In another example, students were using iPads to talk about their texts:
In literacy students would record/film themselves on their iPads discuss about the text they were working on, rather than sitting in their seat and writing it down in their literacy books which is how it is done majority of the time. In sharing time, the students would mirror their recording on the interactive white board to share their work with the rest of the class. They were really keen to show their work and produced amazing things.
I wonder how familiar this story is with other teacher educators who are trying to instill understandings of the role of digital technologies in the classroom? How many of you are hearing the same stories from your pre-service teachers about the limited ways they have observed digital technologies being used? I also wonder how we can move beyond this story, which hasn’t changed much in my experience of teaching teachers over the last ten years. How can I ensure that my students see some of the wonderful, amazing and inspirational technology-enriched teaching that I know happens in some classrooms, in some schools? I guess that’s my job!! To inspire them, to provide examples they can follow but also to give them opportunities to create their own ideas about authentic and meaningful uses of technology.

Next month, I am taking this same group of 25 students to a nearby primary school to work in the classrooms with teachers and students to try new things with digital technologies – well, new to my students and new to the school. I want them to have an opportunity to connect theory - the ideas and the applications we’ve reflected on, talked about and tried in our uni classes – to practice in a real classroom, with real teachers and students. I wonder what will happen??

A starting point...

A blank page is always terrifying. I never know where to start. So, deep breath and off I go.

Why create a new blog? Good question. Aren't there enough people self-indulgently blogging about their work, their lives and any miscellaneous idea that pops into their heads? We live in a networked world, one where at the click of a button or the swipe of a finger we can tell the world our troubles. Without any filters we can sometimes share too much. But just as there exists negativity in some circles about the over-sharing that happens in social media, there are others who recognise the power of social media to make connections. I guess that is at the heart of this new blog of mine - a desire to make connections with colleagues around the world on areas of common interest.

So what's this blog going to be about.

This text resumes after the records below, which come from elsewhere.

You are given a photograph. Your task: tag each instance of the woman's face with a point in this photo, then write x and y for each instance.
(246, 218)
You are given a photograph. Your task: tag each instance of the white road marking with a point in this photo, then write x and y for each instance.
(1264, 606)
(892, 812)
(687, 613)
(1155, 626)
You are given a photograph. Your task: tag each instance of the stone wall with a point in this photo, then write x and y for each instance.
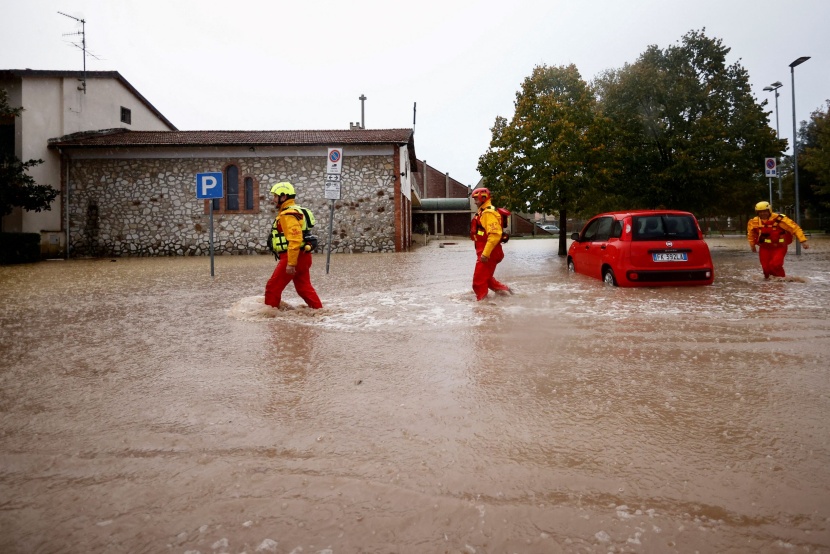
(148, 207)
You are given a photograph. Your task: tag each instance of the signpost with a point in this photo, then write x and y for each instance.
(334, 164)
(771, 171)
(210, 186)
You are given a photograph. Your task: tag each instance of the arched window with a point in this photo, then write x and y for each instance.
(240, 193)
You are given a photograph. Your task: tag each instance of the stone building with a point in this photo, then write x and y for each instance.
(133, 193)
(57, 103)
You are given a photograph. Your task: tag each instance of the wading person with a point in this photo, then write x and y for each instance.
(291, 242)
(486, 231)
(771, 233)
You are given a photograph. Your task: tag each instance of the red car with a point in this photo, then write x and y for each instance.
(644, 248)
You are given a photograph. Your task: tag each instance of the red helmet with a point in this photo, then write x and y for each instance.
(481, 194)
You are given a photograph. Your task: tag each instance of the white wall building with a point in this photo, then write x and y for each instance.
(59, 103)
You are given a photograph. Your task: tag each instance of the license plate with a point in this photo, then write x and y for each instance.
(670, 257)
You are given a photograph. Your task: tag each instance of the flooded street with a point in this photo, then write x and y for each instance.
(148, 407)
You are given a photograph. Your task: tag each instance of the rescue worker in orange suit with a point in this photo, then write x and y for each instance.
(288, 244)
(485, 230)
(771, 233)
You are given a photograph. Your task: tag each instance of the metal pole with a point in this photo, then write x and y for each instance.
(210, 203)
(331, 226)
(799, 61)
(778, 136)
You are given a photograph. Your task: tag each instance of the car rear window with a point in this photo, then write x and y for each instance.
(658, 227)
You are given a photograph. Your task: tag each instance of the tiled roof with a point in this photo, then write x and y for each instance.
(125, 138)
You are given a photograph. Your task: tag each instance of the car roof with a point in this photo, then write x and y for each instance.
(626, 213)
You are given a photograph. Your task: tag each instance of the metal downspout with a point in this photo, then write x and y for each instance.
(66, 202)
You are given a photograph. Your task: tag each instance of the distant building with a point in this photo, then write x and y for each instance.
(443, 206)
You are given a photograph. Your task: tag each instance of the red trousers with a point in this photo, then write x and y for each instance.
(772, 259)
(302, 282)
(483, 279)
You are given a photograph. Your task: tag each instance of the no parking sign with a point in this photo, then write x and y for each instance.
(770, 167)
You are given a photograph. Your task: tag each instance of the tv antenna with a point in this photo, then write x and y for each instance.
(82, 46)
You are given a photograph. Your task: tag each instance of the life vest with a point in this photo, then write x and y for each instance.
(277, 242)
(772, 233)
(477, 231)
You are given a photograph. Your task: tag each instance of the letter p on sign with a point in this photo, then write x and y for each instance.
(209, 185)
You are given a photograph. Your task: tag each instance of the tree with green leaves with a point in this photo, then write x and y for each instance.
(814, 157)
(548, 157)
(688, 133)
(17, 187)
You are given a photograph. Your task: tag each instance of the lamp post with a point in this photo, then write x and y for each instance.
(774, 88)
(799, 61)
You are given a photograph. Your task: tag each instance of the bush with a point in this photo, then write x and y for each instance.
(19, 248)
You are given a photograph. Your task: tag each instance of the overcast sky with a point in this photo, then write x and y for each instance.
(275, 65)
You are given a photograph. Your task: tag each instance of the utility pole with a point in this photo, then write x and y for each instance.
(774, 88)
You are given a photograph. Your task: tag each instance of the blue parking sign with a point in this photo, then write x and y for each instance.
(209, 185)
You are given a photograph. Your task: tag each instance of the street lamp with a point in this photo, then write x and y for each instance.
(799, 61)
(774, 88)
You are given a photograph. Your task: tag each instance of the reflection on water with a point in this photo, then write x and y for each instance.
(148, 407)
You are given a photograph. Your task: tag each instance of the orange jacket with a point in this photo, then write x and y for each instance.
(754, 226)
(488, 227)
(289, 223)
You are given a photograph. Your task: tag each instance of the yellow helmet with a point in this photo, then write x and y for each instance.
(283, 188)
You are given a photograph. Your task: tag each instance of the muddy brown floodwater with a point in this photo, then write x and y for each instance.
(147, 407)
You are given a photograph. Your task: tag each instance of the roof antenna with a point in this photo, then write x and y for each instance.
(362, 99)
(82, 32)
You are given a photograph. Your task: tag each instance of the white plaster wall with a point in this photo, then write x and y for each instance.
(53, 107)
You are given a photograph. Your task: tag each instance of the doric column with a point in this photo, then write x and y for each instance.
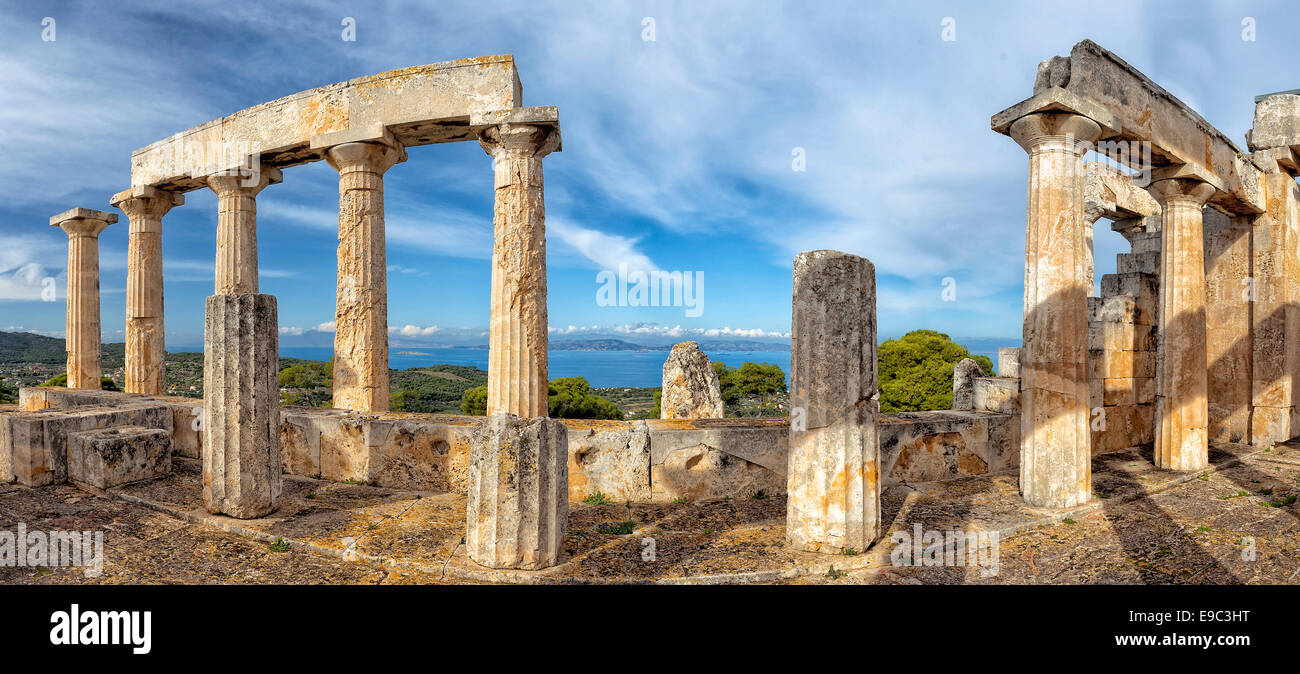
(1056, 469)
(1182, 417)
(144, 207)
(82, 227)
(362, 305)
(516, 358)
(833, 463)
(241, 344)
(237, 228)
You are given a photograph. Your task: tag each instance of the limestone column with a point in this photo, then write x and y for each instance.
(82, 227)
(833, 462)
(1182, 415)
(146, 353)
(516, 358)
(1056, 469)
(362, 305)
(241, 384)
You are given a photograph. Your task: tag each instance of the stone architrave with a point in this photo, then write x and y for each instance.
(362, 305)
(241, 384)
(516, 358)
(83, 227)
(690, 388)
(1056, 456)
(1182, 415)
(146, 351)
(963, 383)
(833, 462)
(518, 506)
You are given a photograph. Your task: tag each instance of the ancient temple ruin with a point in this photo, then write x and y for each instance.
(1192, 341)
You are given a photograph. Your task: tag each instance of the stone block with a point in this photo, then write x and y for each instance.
(1008, 362)
(241, 396)
(518, 508)
(109, 457)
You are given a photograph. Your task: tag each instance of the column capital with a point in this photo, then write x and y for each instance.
(527, 139)
(365, 155)
(146, 202)
(1041, 129)
(242, 181)
(82, 221)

Well, I'm an academic at an Australian university, helping to prepare the next generation of teachers, for both primary/elementary and, to a lesser extent these days, secondary schools. My main focus, but not the only one, is on the integration of digital technologies (what we used to call ICT) into the classroom. My teaching and research centres on questions of what does effective integration of digital technologies look like? How can we better prepare new teachers in integrating digital technologies in ways that move beyond a ‘tick the box’ approach? How can I harness digital technologies in my own teaching so that I am modeling approaches that could work for my students in their own classrooms? So this blog is about that journey – sharing the approaches I take to my own teaching, the experiences of my students and some of the projects and research I participate in that relate to teaching teachers about and with digital technologies. I hope that whoever reads this blog talks to me about my work and about their own work, so that ideas can flourish, develop, become enriched.